Figure 2. Impact of multiple mechanisms of resistance on the performance of the predictive signatures.

Perturbed datasets in which s% (s%=5%, 10%, 20%, 30%, 40% or 50%) of the cases were designated to be therapy sensitive were generated. Within the 1-s% resistant cases, we allocated the cases randomly into n (n=1, 2, 3, 4, 5) equally sized groups of resistance mechanisms. For each n^th resistance mechanism, 100 genes were randomly selected as the “true” gene expression changes and were spiked-in by v (v=0.5, 1, 1.5). For each combination of s, n and v, we repeated the spiking and classification 100 times.

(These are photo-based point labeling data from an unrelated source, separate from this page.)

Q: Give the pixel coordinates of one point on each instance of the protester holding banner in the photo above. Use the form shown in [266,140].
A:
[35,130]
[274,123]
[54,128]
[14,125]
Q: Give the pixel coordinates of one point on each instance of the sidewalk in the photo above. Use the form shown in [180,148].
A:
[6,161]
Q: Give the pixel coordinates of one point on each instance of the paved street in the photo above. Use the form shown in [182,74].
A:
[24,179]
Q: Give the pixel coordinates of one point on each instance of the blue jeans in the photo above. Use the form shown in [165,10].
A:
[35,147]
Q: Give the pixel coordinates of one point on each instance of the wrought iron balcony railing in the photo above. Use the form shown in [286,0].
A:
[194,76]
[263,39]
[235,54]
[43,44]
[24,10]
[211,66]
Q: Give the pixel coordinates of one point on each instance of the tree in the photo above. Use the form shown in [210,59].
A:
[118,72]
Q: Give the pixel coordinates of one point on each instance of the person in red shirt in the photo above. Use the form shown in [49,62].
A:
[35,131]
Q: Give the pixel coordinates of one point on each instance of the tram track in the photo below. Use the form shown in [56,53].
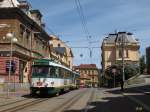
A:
[23,106]
[12,102]
[90,100]
[68,103]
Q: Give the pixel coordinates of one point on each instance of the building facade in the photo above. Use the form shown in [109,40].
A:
[61,52]
[89,75]
[32,40]
[118,47]
[148,59]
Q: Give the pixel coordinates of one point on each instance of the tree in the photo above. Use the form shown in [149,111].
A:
[142,64]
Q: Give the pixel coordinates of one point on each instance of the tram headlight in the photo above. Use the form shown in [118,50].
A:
[46,85]
[32,84]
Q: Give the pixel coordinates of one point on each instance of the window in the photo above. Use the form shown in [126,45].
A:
[22,30]
[58,45]
[125,53]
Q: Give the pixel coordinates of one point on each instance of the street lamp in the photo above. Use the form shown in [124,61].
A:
[12,39]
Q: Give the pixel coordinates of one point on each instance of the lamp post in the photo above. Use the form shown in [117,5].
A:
[12,39]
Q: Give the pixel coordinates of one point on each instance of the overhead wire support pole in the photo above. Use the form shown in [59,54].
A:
[123,77]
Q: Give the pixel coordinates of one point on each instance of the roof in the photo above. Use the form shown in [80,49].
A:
[9,3]
[117,37]
[60,50]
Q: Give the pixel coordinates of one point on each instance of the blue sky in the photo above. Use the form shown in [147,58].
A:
[102,16]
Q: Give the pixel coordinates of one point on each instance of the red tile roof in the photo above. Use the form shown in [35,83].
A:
[86,66]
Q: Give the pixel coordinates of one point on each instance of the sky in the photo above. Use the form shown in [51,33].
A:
[102,17]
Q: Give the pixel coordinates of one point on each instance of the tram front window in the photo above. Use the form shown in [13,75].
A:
[40,71]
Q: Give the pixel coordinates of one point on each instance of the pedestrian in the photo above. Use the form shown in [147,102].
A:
[122,85]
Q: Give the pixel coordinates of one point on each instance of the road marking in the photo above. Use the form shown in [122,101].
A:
[138,102]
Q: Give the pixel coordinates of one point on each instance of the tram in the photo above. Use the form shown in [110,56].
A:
[48,77]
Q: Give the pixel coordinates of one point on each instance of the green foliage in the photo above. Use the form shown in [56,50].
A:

Representative receiver operating characteristic (ROC) curves and the mean area under curve (AUC) for the cases are shown, where the Log₂-expression of the 100-gene “true” gene expression changes were spiked-in by 1 (A, labeled “Signature strength=1 (Optimal)”), 0.5 (B, labeled “Signature strength=0.5 (Weak)”) and 1.5 (C, labeled “Signature strength=1.5 (Strong)”). Within each of A, B and C, (top row, labeled “Mean”) simulations for 1-s%=50%, 60%, 70%, 80%, 90% or 95%, (middle row, labeled “Ideal”) simulations for an optimal setting where 1-s%=50% and (bottom row, labeled “Realistic”) simulations for a clinically-realistic setting where 1-s%=90% are shown. Within each row, the representative ROCs for (from left) n=1 (“1 mechanism”), n=2 (“2 mechanisms”), n=3 (“3 mechanisms”), n=4 (“4 mechanisms”), n=5 (“5 mechanisms”) groups of distinct resistance mechanisms are shown.